DataBiosphere / azul

Metadata indexer and query service used for AnVIL, HCA, LungMAP, and CGP
Apache License 2.0
7 stars 2 forks source link

Support for Terra on Azure #5610

Open bvizzier-ucsc opened 11 months ago

bvizzier-ucsc commented 11 months ago

The Broad is in the process of developing support for Terra running in the Azure cloud environment. AnVIL will be one of the ecosystems using Terra/Azure and Azul will need to index TDR datasets hosted in Terra/Azure.

The preliminary scoping document can be found here.

Edit: Moving over limited information from azul/#5952 since this issue has relevant content.

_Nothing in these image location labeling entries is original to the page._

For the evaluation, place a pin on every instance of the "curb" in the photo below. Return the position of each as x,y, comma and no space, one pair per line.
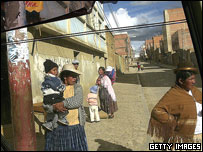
148,139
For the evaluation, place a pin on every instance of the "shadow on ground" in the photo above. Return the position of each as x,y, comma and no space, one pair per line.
127,78
108,146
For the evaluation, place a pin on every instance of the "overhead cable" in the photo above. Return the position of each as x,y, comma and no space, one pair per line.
126,28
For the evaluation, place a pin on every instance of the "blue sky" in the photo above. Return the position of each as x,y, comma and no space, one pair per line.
130,13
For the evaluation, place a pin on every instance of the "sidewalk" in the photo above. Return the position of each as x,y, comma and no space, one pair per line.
127,130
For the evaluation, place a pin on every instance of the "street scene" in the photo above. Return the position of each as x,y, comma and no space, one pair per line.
100,75
137,93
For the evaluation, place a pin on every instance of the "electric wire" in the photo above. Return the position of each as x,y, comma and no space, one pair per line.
126,28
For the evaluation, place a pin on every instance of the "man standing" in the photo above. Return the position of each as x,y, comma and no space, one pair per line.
76,64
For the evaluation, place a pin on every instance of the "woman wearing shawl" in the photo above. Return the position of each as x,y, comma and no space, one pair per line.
106,93
177,117
71,137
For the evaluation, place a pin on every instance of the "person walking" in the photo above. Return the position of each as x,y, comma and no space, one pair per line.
107,95
52,88
76,65
71,137
177,117
93,104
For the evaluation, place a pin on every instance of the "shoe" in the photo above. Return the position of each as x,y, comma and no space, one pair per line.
111,116
63,121
46,126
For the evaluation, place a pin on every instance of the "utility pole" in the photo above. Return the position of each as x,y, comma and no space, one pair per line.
20,87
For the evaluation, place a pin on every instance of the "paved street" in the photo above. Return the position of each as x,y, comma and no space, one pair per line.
127,131
137,92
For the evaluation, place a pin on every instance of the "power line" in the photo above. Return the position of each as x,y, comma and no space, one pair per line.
107,21
99,31
113,15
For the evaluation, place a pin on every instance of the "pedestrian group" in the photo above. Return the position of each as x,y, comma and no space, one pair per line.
176,118
63,103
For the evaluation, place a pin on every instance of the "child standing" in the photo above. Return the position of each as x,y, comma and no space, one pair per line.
52,89
93,104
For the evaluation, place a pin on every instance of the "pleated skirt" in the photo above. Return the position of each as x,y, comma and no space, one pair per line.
106,103
66,138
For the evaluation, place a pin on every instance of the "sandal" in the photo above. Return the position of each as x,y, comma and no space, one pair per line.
111,116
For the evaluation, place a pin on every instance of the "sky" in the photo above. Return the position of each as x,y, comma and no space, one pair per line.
130,13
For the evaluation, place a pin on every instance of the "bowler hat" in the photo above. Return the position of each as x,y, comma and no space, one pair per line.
70,67
75,62
94,88
48,65
186,66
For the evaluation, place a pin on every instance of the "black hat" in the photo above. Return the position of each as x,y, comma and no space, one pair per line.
186,66
48,65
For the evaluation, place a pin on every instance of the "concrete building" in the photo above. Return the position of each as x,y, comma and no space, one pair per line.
156,46
91,50
123,46
168,30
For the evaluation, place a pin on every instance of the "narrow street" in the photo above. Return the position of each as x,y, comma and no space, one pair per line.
137,93
127,131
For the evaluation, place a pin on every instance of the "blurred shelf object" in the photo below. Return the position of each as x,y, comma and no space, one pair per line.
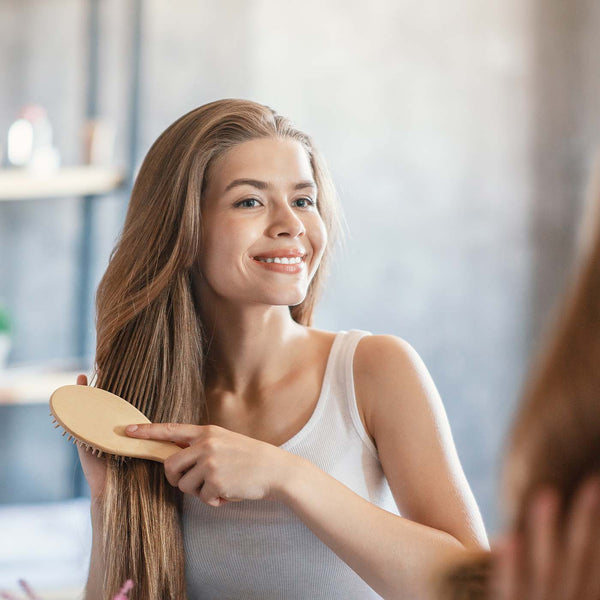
29,384
85,180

There have been several discussions about this and the Phase 1 plans are for the Data Explorer to:

Index the data hosted in Azure by importing the Azure Synapse Parquet files into Big Query and then using Big Query to be used to explore data that is hosted on both Azure and GCP.
Hand-off the references to the user selected data to Terra/Azure for analysis.

A second, later phase will involve using Synapse directly to process the data on Azure.

For AnVIL, a small subset of the data will continue to be co-hosted on GCP in addition to Azure. This is relevant since people wanting to do analysis on a specific platform may have ingress and egress charges. Since some of the data will be replicated, the user will need to be able to view and filter by the cloud service where the data resides.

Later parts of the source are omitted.